Votre vocation, mon cher Lefebvre, est trop bien marquée pour y résister. Il faut que l’abeille fasse de la cire, que le ver à soie file, que M. de Réaumur les dissèque, et que vous les chantiez. Vous serez poëte et homme de lettres, moins parce que vous le voulez que parce que la nature l’a voulu. Mais vous vous trompez beaucoup en imaginant que la tranquillité sera votre partage. La carrière des lettres, et surtout celle du génie, est plus épineuse que celle de la fortune. Si vous avez le malheur d’être médiocre (ce que je ne crois pas), voilà des remords pour la vie ; si vous réussissez, voilà des ennemis : vous marchez sur le bord d’un abîme, entre le mépris et la haine.

Mais quoi, me direz-vous, me haïr, me persécuter, parce que j’aurai fait un bon poème, une pièce de théâtre applaudie, ou écrit une histoire avec succès, ou cherché à m’éclairer et à instruire les autres !

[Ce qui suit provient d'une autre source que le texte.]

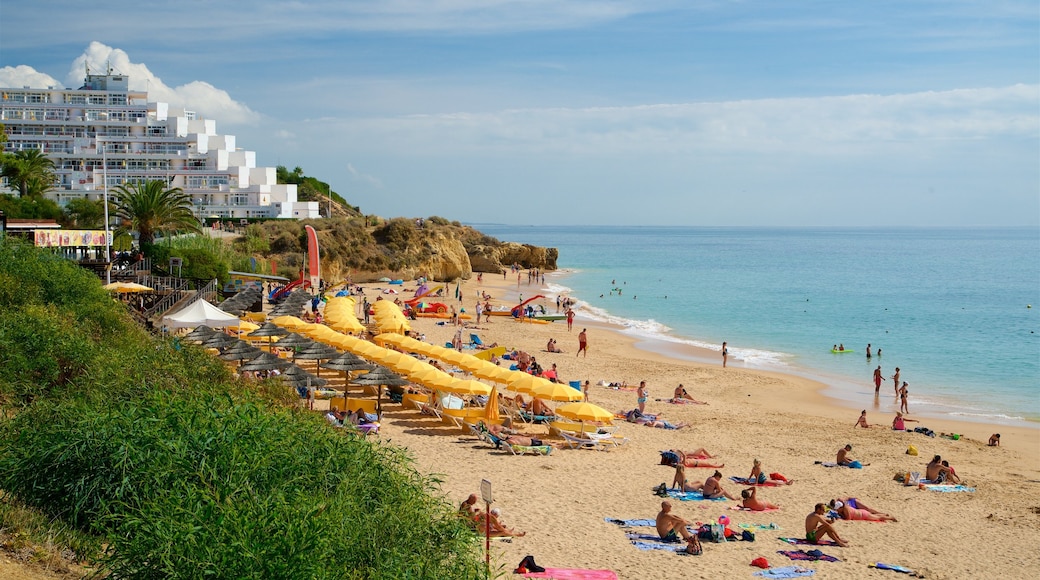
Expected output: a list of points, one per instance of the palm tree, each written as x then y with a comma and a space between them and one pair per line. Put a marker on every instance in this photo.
148, 208
30, 172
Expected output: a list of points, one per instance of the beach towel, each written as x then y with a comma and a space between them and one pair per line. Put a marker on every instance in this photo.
811, 555
691, 496
803, 542
949, 488
573, 574
631, 523
900, 569
785, 572
770, 526
746, 481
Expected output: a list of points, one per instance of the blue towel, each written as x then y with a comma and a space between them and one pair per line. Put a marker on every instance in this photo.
690, 496
785, 572
631, 523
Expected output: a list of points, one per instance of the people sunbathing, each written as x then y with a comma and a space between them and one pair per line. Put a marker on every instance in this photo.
845, 459
680, 482
670, 526
712, 488
751, 501
817, 527
696, 458
940, 473
634, 416
852, 508
497, 527
757, 477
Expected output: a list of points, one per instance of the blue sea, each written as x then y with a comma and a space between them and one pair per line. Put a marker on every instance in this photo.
950, 307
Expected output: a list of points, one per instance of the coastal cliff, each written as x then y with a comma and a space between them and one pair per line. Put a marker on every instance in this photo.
355, 248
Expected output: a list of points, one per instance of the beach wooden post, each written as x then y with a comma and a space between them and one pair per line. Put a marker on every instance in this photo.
486, 495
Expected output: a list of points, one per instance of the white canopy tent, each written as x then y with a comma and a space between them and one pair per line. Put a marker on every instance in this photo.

Oui, mon ami, voilà de quoi vous rendre malheureux à jamais. Je suppose que vous ayez fait un bon ouvrage : imaginez-vous qu’il vous faudra quitter le repos de votre cabinet pour solliciter l’examinateur ; si votre manière de penser n’est pas la sienne, s’il n’est pas l’ami de vos amis, s’il est celui de votre rival, s’il est votre rival lui-même, il vous est plus difficile d’obtenir un privilège qu’à un homme qui n’a point la protection des femmes d’avoir un emploi dans les finances. Enfin, après un an de refus et de négociations, votre ouvrage s’imprime ; c’est alors qu’il faut ou assoupir les Cerbères de la littérature, ou les faire aboyer en votre faveur. Il y a toujours trois ou quatre gazettes littéraires en France, et autant en Hollande : ce sont des factions différentes. Les libraires de ces journaux ont intérêt qu’ils soient satiriques ; ceux qui y travaillent servent aisément l’avarice du libraire et la malignité du public. Vous cherchez à faire sonner ces trompettes de la Renommée ; vous courtisez les écrivains, les protecteurs, les abbés, les docteurs, les colporteurs : tous vos soins n’empêchent pas que quelque journaliste ne vous déchire. Vous lui répondez, il réplique : vous avez un procès par écrit devant le public, qui condamne les deux parties au ridicule.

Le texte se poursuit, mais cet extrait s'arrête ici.